Des négociations en direct avec Labrune
Au siège de l’OM, on a été informé du maintien de Deschamps un peu plus tôt dans la journée, à la lecture d’une dépêche de l’AFP. Et, hier soir, on pouvait lire ce communiqué laconique sur le site officiel du club : « Fidèle à son habitude, om.net communiquera les détails de cette décision (la prolongation du contrat de Deschamps) dès qu’elle sera contractualisée. » « C’est une non-information, s’est contenté de déclarer Jean-Claude Dassier. Depuis le début, je répète que Didier va rester avec nous. Ça montre que l’herbe n’est pas si mauvaise à Marseille. » À la Commanderie, personne n’a sabré le champagne hier. Car, si ceux qui gèrent le club au quotidien sont soulagés de voir un technicien dont ils apprécient les compétences rester à la tête de l’effectif professionnel, ils ont un peu eu l’impression, aussi, que Deschamps et son conseiller, Jean-Pierre Bernès, en les snobant, ont cherché à jouer avec leurs nerfs.
En acceptant de traiter directement avec Deschamps, Labrune a affaibli l’équipe dirigeante qu’il a mise en place.

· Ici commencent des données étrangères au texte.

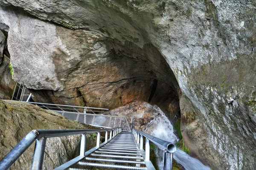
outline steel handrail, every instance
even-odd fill
[[[136,129],[134,129],[134,130],[141,134],[143,136],[163,149],[165,152],[174,153],[176,150],[176,146],[172,143],[161,139],[143,131]]]
[[[133,129],[132,133],[134,136],[137,144],[140,145],[140,148],[143,150],[143,137],[145,138],[145,162],[150,161],[150,147],[149,141],[156,144],[158,147],[164,151],[163,158],[162,170],[172,170],[173,153],[176,150],[176,147],[175,144],[167,141],[161,139],[136,129]]]
[[[82,135],[82,141],[85,142],[85,134],[97,133],[96,146],[99,146],[100,134],[101,132],[106,132],[107,136],[108,131],[110,130],[110,139],[112,139],[112,131],[113,136],[120,132],[120,128],[101,129],[79,129],[79,130],[34,130],[28,133],[23,139],[0,161],[0,170],[6,170],[19,158],[24,152],[36,140],[34,153],[32,169],[41,169],[44,159],[44,149],[47,138],[60,137],[70,135]],[[108,139],[107,139],[107,140]],[[80,155],[84,153],[85,143],[82,144]],[[81,151],[81,150],[82,150]]]
[[[25,102],[26,103],[36,104],[39,104],[39,105],[55,105],[55,106],[72,107],[74,107],[74,108],[89,108],[89,109],[99,109],[99,110],[109,110],[108,109],[106,109],[106,108],[91,108],[91,107],[84,107],[84,106],[71,106],[70,105],[56,105],[56,104],[54,104],[38,103],[36,102],[23,102],[23,101],[22,102]]]

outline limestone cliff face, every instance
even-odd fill
[[[33,129],[94,128],[69,120],[59,113],[31,104],[0,100],[0,160]],[[87,135],[87,150],[95,147],[96,139]],[[80,135],[47,139],[43,169],[53,169],[79,155]],[[10,168],[31,168],[35,142]]]
[[[10,56],[7,49],[9,27],[0,23],[0,99],[11,99],[15,82],[9,67]]]
[[[171,119],[178,93],[195,154],[214,169],[255,164],[253,1],[0,3],[14,78],[36,99],[114,108],[150,100]]]

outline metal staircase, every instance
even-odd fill
[[[105,133],[105,142],[100,144],[101,132]],[[85,152],[86,134],[95,133],[96,147]],[[47,138],[79,134],[81,135],[80,155],[55,170],[79,170],[95,167],[98,170],[155,170],[150,160],[150,142],[164,151],[162,169],[172,169],[173,153],[176,150],[174,144],[134,129],[132,132],[122,131],[120,128],[33,130],[0,161],[0,169],[9,169],[35,141],[31,169],[41,170]]]
[[[132,133],[122,132],[69,169],[154,169],[151,162],[145,165],[144,159]]]

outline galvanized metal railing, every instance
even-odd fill
[[[110,131],[108,139],[108,131]],[[44,150],[47,138],[81,135],[80,155],[55,169],[63,170],[76,164],[100,147],[104,145],[112,138],[121,132],[121,128],[84,130],[35,130],[28,133],[0,162],[0,170],[6,170],[19,158],[22,153],[35,140],[32,170],[42,169]],[[113,133],[112,133],[113,131]],[[105,142],[100,144],[100,132],[105,132]],[[96,147],[85,152],[86,133],[97,133]]]
[[[90,112],[93,114],[95,113],[108,112],[108,109],[104,108],[91,108],[90,107],[71,106],[70,105],[57,105],[55,104],[38,103],[36,102],[27,102],[39,106],[45,109],[53,110],[59,110],[65,112],[72,112],[86,113]],[[104,110],[104,111],[102,111]]]
[[[36,105],[44,109],[58,113],[70,120],[78,121],[80,123],[103,128],[121,127],[123,130],[131,131],[130,127],[131,124],[130,121],[127,120],[128,119],[131,119],[131,118],[95,113],[109,113],[108,109],[35,102],[26,102]],[[101,110],[106,111],[99,111]]]
[[[137,141],[138,146],[140,146],[140,149],[142,153],[144,152],[143,149],[143,137],[145,138],[145,158],[144,159],[145,162],[150,161],[149,159],[150,152],[149,141],[150,141],[156,144],[159,148],[163,150],[164,151],[162,169],[163,170],[172,170],[173,153],[177,149],[175,144],[134,129],[132,129],[132,133],[135,140]]]

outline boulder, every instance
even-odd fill
[[[185,140],[189,147],[191,144],[191,151],[195,149],[195,154],[214,169],[254,167],[254,2],[6,0],[1,4],[5,8],[1,17],[12,30],[8,44],[11,58],[17,57],[12,60],[14,78],[29,88],[41,90],[35,92],[41,98],[50,96],[53,102],[113,108],[136,99],[153,102],[158,96],[156,100],[164,104],[171,118],[175,108],[172,103],[177,102],[179,96],[183,134],[187,136]],[[33,16],[15,14],[13,6]],[[7,17],[6,13],[14,17]],[[42,25],[37,26],[38,23]],[[58,29],[55,28],[63,31],[53,31]],[[29,28],[32,37],[26,31]],[[59,35],[61,32],[68,35],[67,41],[64,35]],[[90,45],[84,46],[84,33],[90,34]],[[68,40],[73,37],[74,41]],[[61,42],[64,45],[59,45]],[[71,49],[65,47],[70,45],[68,42],[77,45],[79,51],[71,53]],[[55,50],[55,46],[60,50]],[[76,54],[80,56],[82,51],[81,56],[87,57],[78,60]],[[55,56],[53,52],[56,59],[50,57]],[[84,60],[88,56],[92,60]],[[110,58],[105,59],[106,56]],[[27,67],[26,59],[35,62],[28,64],[33,65],[31,69],[22,65],[26,63]],[[56,68],[58,62],[60,68]],[[74,65],[68,64],[73,62]],[[88,67],[88,63],[95,66]],[[61,71],[64,70],[67,71]],[[122,73],[125,76],[119,76]],[[157,85],[156,88],[160,82],[168,87]],[[160,87],[163,88],[158,90]],[[171,107],[166,107],[169,104]],[[197,147],[192,143],[197,144]]]

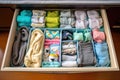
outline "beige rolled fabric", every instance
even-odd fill
[[[29,43],[24,64],[26,67],[40,67],[44,46],[44,33],[40,29],[34,29]]]

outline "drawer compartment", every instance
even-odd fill
[[[101,16],[102,16],[102,19],[104,22],[103,24],[104,24],[104,31],[106,34],[106,42],[107,42],[108,48],[109,48],[109,55],[110,55],[110,61],[111,61],[110,67],[69,67],[69,68],[66,68],[66,67],[60,67],[60,68],[10,67],[12,45],[14,42],[16,27],[17,27],[16,16],[19,14],[19,9],[16,9],[15,13],[14,13],[12,25],[11,25],[9,37],[8,37],[8,42],[6,45],[6,50],[5,50],[1,70],[2,71],[37,71],[37,72],[49,72],[49,73],[52,73],[52,72],[54,72],[54,73],[64,73],[64,72],[65,73],[69,73],[69,72],[79,73],[79,72],[117,71],[117,70],[119,70],[106,11],[104,9],[101,9],[100,11],[101,11]]]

Deschamps assure que sa motivation est intacte. À l’OM, son investissement a toujours été total. Mais sa décision de rester intervient au moment où ses deux points de chute envisageables, Chelsea et l’AS Rome – où le Néerlandais Guus Hiddink et l’Espagnol Luis Enrique sont respectivement donnés favoris pour la succession de Carlo Ancelotti et Vincenzo Montella –, tombent à l’eau. Deschamps admet volontiers qu’il avait commis une erreur en rompant son contrat avec la Juventus en 2007, juste après l’avoir fait remonter en Serie A. Ses deux années d’inactivité avaient été une souffrance. Pire, visiblement, que les deux qu’il vient de vivre à l’OM.